Mélanie Fazi : Pas tellement à mon niveau. Les textes ont été écrits en premier. On avait rencontré Nicolas Fructus avant la rédaction pour parler de l’ensemble du projet, mais c’était à nous de fournir les textes d’abord, et les illustrations viendraient ensuite. On s’est efforcés d’imaginer des lieux assez visuels en sachant qu’il les dessinerait, mais le résultat était très différent de tout ce qu’on aurait pu imaginer. Sans compter qu’il n’a pas forcément illustré les lieux auxquels on s’attendait. Mais découvrir les illustrations et la maquette après coup a été une magnifique surprise.

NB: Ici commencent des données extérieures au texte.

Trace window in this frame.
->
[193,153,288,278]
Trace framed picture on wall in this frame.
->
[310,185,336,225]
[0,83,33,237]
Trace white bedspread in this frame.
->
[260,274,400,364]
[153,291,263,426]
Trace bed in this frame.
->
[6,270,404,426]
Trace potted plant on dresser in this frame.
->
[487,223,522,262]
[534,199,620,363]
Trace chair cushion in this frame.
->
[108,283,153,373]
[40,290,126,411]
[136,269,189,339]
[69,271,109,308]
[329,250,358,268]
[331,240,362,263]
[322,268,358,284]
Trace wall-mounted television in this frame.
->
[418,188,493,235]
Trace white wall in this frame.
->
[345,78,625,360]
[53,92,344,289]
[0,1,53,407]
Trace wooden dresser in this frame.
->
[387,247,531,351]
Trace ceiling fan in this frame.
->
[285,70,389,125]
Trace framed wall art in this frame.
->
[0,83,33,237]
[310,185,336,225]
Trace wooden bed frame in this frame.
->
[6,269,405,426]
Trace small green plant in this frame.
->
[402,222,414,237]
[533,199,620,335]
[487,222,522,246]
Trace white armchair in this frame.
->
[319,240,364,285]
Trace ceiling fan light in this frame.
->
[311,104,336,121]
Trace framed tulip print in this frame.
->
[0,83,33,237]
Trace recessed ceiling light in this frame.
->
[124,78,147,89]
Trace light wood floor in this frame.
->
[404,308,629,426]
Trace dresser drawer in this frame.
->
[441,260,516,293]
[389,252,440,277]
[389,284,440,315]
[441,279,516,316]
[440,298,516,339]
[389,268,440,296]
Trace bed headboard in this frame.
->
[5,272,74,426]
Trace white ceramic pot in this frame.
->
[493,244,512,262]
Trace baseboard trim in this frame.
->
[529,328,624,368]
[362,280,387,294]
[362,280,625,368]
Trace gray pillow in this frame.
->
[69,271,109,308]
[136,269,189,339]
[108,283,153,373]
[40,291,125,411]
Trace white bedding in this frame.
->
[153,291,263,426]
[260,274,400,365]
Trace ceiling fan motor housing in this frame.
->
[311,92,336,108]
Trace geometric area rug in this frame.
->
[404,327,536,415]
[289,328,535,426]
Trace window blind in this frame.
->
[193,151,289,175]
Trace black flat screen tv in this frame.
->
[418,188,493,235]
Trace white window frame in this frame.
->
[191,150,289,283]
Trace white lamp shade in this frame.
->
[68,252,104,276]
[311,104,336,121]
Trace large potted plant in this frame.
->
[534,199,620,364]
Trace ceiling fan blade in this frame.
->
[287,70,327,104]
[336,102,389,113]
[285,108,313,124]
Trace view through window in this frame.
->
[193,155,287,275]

ActuSF : Comment as-tu travaillé avec tes coauteurs ?
Mélanie Fazi : On a d’abord réfléchi à des règles, à des constantes, échangé des idées sur ce qu’on allait conserver ou non des textes d’origine. Chacun a établi son synopsis en essayant de rebondir sur les idées des autres, et puis chacun a écrit son texte de son côté. Ensuite, Raphaël s’est chargé de tout coordonner et d’imbriquer les quatre récits de manière logique. Une fois le récit principal mis en forme, on s’est réparti la rédaction des encarts - par envies, par affinités, ou en exploitant des pistes provenant de nos propres textes. Au stade du synopsis et de la rédaction, j’ai plus particulièrement travaillé avec Raphaël car nos personnages se rencontrent à un moment du récit, et cette rencontre a un impact énorme sur la quête d’Aliénor.


ActuSF : D’une manière plus générale, quelle place ont les villes dans ton travail d’auteur ?
Mélanie Fazi : La ville en général y occupe une grande place, mais pas tellement les villes en particulier. Je trouve très intimidant de décrire une ville existante, surtout si je la connais mal. J’ai trop peur de me tromper ou d’en donner une image fausse. J’ai situé quelques nouvelles à Venise, à La Nouvelle-Orléans ou dans le métro parisien, mais mes autres textes se déroulent dans des décors plus vagues ou des villes imaginaires. J’aimerais beaucoup écrire de nouveau sur Paris, j’ai un vrai attachement à cette ville.


ActuSF : Et puis dernière question plus classique, quels sont tes projets ? Sur quoi travailles-tu ?
Mélanie Fazi : J’ai toujours un projet de troisième recueil qui se construit petit à petit. Pour le reste, je suis en train d’écrire des nouvelles qu’on m’a commandées pour des anthologies, et j’ai récemment terminé un conte de Noël qui sera publié en ligne au mois de décembre.